Chemistry

Finding Novel Catalyst Compounds for Chemical Synthesis Using a Genetic Algorithm

Finding Novel Catalyst Compounds for Chemical Synthesis Using a Genetic Algorithm

A genetic algorithm is a search and optimization technique inspired by the principles of natural selection and genetics. It is a type of evolutionary algorithm that is used to find optimal solutions to complex problems that are difficult to solve using traditional methods.

An organic catalyst with superior performance than existing catalysts has been found by a research team using a computational approach influenced by evolution. Angewandte Chemie International Edition, the group reports that a genetic algorithm recommended new, catalytically active molecular structures for a common reaction in chemical synthesis.

According to the experts, the technique might be used more generally in the quest for superior molecular catalysts. In several areas of chemistry, machine learning systems can already predict material properties and molecular structures with great accuracy.

Although creating novel catalysts for chemical reactions is presently one of the most significant objectives in chemical research, automating the search for new and improved catalysts hasn’t been achievable to yet. Faster and simpler reactions with lower energy requirements and fewer byproducts are made possible by more effective catalysts.

The reason behind the difficulties encountered by automated systems when seeking new catalysts lies in reaction transition states, as Jan Halborg Jensen, Professor of computational chemistry at the University of Copenhagen, Denmark, and corresponding author for the study, explains.

Azetidines had never been considered as catalysts for the MBH reaction, so the algorithm made a genuinely novel discovery.

Professor Jan Halborg Jensen

This is so because catalysts have an impact on the transition state, or the point in a process where a product will form or not.

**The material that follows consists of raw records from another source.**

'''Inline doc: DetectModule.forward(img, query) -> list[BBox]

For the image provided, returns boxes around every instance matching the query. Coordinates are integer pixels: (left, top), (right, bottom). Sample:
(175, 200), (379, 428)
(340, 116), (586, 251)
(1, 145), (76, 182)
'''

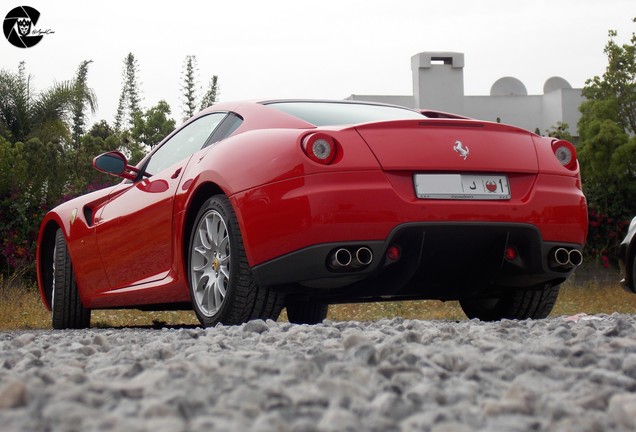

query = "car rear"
(238, 101), (587, 302)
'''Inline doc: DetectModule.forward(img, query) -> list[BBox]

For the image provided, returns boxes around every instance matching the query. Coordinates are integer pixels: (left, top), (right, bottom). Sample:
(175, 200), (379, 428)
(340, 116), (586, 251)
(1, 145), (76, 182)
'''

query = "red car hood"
(355, 119), (538, 173)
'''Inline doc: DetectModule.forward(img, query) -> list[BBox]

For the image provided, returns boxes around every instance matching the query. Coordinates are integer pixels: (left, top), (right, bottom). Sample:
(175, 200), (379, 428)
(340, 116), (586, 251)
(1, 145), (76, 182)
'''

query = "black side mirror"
(93, 151), (139, 180)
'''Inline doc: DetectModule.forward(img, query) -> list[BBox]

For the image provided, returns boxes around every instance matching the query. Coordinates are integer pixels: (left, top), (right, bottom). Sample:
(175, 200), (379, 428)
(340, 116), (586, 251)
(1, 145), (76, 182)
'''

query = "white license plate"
(414, 174), (510, 200)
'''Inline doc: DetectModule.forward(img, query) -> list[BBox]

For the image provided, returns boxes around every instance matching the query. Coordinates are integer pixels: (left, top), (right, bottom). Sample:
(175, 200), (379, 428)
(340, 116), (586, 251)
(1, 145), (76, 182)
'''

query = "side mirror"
(93, 151), (139, 180)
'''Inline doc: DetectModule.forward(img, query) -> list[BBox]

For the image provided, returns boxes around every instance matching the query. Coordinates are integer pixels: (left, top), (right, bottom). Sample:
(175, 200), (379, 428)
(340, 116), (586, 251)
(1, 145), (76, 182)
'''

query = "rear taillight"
(552, 140), (576, 170)
(302, 133), (337, 165)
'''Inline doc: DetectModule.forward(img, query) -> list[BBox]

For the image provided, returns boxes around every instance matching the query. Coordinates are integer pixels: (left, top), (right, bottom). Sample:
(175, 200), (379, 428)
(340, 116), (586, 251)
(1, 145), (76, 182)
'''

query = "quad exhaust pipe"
(550, 248), (583, 267)
(328, 246), (373, 270)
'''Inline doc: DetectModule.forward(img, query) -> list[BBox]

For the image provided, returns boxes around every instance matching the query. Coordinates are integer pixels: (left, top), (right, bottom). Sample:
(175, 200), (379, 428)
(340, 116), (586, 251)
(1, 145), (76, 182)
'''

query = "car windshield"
(266, 101), (424, 126)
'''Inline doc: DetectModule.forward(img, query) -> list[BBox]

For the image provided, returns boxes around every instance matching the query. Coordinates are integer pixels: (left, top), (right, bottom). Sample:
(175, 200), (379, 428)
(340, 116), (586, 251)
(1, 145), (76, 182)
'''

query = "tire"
(286, 301), (329, 324)
(51, 229), (91, 329)
(459, 284), (559, 321)
(188, 195), (284, 327)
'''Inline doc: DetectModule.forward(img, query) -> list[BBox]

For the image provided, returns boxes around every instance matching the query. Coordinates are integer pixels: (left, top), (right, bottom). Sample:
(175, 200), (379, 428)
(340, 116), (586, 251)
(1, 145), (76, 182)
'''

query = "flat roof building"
(347, 52), (583, 136)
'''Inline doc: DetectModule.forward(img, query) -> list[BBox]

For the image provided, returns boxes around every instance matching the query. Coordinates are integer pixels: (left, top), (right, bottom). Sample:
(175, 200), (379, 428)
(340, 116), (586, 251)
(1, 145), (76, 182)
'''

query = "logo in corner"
(2, 6), (55, 48)
(453, 140), (470, 160)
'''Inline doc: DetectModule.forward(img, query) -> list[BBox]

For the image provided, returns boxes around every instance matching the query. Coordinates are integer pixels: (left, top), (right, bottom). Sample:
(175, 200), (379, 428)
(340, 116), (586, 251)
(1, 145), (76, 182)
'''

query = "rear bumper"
(230, 170), (587, 267)
(252, 222), (582, 303)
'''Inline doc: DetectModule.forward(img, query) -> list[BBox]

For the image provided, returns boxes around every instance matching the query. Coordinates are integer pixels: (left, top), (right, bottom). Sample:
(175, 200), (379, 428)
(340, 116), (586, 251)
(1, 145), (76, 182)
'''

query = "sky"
(0, 0), (636, 123)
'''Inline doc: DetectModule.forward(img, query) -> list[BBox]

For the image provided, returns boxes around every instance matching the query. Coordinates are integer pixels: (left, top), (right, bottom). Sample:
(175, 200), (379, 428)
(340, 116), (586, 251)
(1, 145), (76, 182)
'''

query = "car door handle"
(170, 168), (181, 179)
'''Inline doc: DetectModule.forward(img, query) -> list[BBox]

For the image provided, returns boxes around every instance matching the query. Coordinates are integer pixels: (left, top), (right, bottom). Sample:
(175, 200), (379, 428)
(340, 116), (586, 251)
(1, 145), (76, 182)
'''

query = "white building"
(347, 52), (583, 136)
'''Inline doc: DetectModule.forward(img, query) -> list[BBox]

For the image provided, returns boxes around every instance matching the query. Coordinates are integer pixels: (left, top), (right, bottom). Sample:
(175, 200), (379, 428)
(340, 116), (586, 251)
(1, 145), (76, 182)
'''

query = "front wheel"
(188, 195), (284, 327)
(459, 284), (559, 321)
(51, 229), (91, 329)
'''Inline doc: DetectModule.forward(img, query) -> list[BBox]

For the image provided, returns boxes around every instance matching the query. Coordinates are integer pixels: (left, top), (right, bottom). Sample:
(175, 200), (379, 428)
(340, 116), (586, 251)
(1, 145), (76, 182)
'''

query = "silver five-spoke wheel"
(190, 210), (231, 317)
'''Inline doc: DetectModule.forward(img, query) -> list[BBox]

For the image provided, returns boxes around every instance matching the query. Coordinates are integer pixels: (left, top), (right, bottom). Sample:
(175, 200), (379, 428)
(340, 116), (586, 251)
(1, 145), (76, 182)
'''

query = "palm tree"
(0, 62), (96, 143)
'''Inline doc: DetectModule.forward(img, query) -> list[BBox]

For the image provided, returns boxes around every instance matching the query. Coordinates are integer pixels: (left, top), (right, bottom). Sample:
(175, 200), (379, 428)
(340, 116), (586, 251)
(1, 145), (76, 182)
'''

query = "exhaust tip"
(329, 248), (353, 269)
(554, 248), (570, 266)
(569, 249), (583, 267)
(356, 246), (373, 266)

Modeling is challenging due to the moment’s transitory nature and the intricacy of the structures generated by numerous molecules interacting at once.

To overcome this, Jensen and the team turned to a selection method based on the principles of evolution. A genetic algorithm was used to evaluate a set of starting molecules for fitness for catalyzing the Morita–Baylis–Hillman (MBH) reaction.

“Then you take the fittest molecules and mate them, which means that you cut the two parents in random places and recombine fragments from each parent,” Jensen explains. “If you do this enough times, the final population can look very different from the initial population, much like a chihuahua differs from its wolf ancestors.”

Hence, a four-membered azetidine ring, which was absent from the initial population, was present in the final molecules produced by the computer. The team then synthesized one of the computer-evolved azetidine candidates and tested it in the reaction, finding that it performed considerably better than the traditional catalyst, DABCO (1,4-diazabicyclo[2.2.2]octane).

“Azetidines had never been considered as catalysts for the MBH reaction, so the algorithm made a genuinely novel discovery,” says Jensen, highlighting the importance of computer-assisted discoveries in chemical research.

The crucial transition state for the relevant reaction must be understood, according to Jensen, in order to employ this technique in the future. He thinks that if this were known, genetic algorithms might be able to aid in the discovery of novel and enhanced organocatalysts.